No caso da equipa CliMA, o objecto de estudo não é menos importante. Desde há dez anos que estes investigadores analisam "os efeitos dos ventos fortes sobre as árvores de Lisboa e sobretudo os que originam quedas que atingem pessoas na via pública da capital", explica António Lopes. "A equipa descobriu que uma das explicações poderá estar no estado fitossanitário [estado de saúde] e na adaptação das espécies plantadas nas ruas." Essa é uma questão, aliás, "a que a Câmara Municipal de Lisboa e os serviços de protecção civil deverão ter atenção no futuro e que se relaciona com o modo como fazemos ou não o planeamento do território urbano", alerta este investigador.

O conhecimento do vento e de outros elementos meteorológicos a nível local, influenciados pela proximidade do mar e do relevo, é fundamental, sublinha Eugénio Sequeira, da LPN. Elaborar um mapa de micrometeorologia para o território português é, por isso, um passo prioritário. "É muito importante, por exemplo, no combate aos incêndios", avisa este responsável.

Mais ventanias no futuro?

O estudo das deslocações do ar também pode evitar surpresas desagradáveis na agricultura. Foi o que não sucedeu no Natal de 2009, quando o vento forte trouxe de presente aos agricultores da Região Oeste a destruição das estufas.

"Há cada vez mais tornados, tufões e ciclones. Tudo isso vai aumentar, porque vai haver cada vez mais energia que se tem de dissipar de alguma forma", acredita Eugénio Sequeira.

Já os geógrafos contactados pelo P2 têm poucas certezas: "Parece não se confirmar nenhuma tendência secular das velocidades do vento no litoral português. O que parece acontecer é que em períodos mais ou menos longos o vento aumenta de intensidade, mas noutros diminui", comenta António Lopes.

Esta é uma opinião partilhada por Nuno Ganho: "As variáveis em jogo são muito diversificadas e nem todas actuam no mesmo sentido", afirma. Em Portugal, os cenários de futuro quando se analisam as mudanças climáticas - como aquelas provocadas pelo efeito de estufa - são "demasiado especulativos para que se possa ter alguma unanimidade entre os investigadores em ciências da atmosfera."

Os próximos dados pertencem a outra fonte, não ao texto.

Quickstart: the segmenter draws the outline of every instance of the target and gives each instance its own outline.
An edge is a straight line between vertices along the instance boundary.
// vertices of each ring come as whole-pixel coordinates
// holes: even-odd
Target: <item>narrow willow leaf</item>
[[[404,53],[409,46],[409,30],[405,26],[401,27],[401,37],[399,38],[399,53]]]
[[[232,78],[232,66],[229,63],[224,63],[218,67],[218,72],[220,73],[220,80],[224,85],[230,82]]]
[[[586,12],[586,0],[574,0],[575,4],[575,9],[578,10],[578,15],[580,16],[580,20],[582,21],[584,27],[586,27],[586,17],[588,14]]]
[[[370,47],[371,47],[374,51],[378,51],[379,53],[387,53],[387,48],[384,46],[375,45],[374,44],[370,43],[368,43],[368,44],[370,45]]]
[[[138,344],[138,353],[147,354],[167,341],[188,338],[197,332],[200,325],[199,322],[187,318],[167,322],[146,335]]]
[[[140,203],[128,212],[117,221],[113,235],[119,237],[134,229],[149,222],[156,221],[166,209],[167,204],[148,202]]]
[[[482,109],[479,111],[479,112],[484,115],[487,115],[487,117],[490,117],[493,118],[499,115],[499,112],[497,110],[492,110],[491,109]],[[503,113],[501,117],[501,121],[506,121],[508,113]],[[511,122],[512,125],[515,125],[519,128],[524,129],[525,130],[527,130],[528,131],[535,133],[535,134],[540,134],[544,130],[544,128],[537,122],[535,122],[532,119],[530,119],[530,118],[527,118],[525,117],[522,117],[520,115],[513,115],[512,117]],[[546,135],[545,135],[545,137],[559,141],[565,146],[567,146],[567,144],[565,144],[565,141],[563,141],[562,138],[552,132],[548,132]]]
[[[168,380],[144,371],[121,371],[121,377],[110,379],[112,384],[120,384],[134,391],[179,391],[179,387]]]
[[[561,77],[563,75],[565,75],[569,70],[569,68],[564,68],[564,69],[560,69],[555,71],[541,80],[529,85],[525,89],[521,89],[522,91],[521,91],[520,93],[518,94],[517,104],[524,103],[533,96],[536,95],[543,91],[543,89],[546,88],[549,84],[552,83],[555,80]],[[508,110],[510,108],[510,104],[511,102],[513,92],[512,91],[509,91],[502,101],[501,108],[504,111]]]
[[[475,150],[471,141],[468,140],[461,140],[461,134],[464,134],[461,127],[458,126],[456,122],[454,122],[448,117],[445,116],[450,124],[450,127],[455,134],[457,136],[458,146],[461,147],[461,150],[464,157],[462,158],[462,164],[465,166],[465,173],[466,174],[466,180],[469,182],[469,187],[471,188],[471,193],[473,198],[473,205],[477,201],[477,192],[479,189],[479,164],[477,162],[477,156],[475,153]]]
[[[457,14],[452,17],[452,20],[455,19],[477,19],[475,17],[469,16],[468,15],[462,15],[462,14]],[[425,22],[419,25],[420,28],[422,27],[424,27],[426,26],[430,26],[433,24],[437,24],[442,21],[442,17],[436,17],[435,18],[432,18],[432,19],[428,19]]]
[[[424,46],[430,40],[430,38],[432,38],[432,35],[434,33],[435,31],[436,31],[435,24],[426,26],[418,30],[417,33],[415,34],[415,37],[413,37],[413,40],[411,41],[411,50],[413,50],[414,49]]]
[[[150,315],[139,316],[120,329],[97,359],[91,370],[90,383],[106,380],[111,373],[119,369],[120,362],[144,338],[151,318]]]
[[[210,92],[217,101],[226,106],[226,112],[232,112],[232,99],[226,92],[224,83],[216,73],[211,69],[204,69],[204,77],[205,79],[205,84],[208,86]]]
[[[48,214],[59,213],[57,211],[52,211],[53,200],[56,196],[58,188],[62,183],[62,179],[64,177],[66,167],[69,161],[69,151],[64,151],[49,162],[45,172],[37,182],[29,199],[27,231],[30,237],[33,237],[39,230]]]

"As aparentes certezas, neste domínio, encerram muitas incertezas", conclui. A única quase certeza é que o vento irá continuar a soprar com pouca intensidade: o Instituto de Meteorologia prevê para hoje, no continente, "vento em geral fraco (inferior a 20 km/h) de noroeste, soprando moderado (20 a 35 km/h) durante a tarde". Na Madeira, também será "fraco" e prevê-se "bonançoso" (até aos 50 km/h) nos Açores.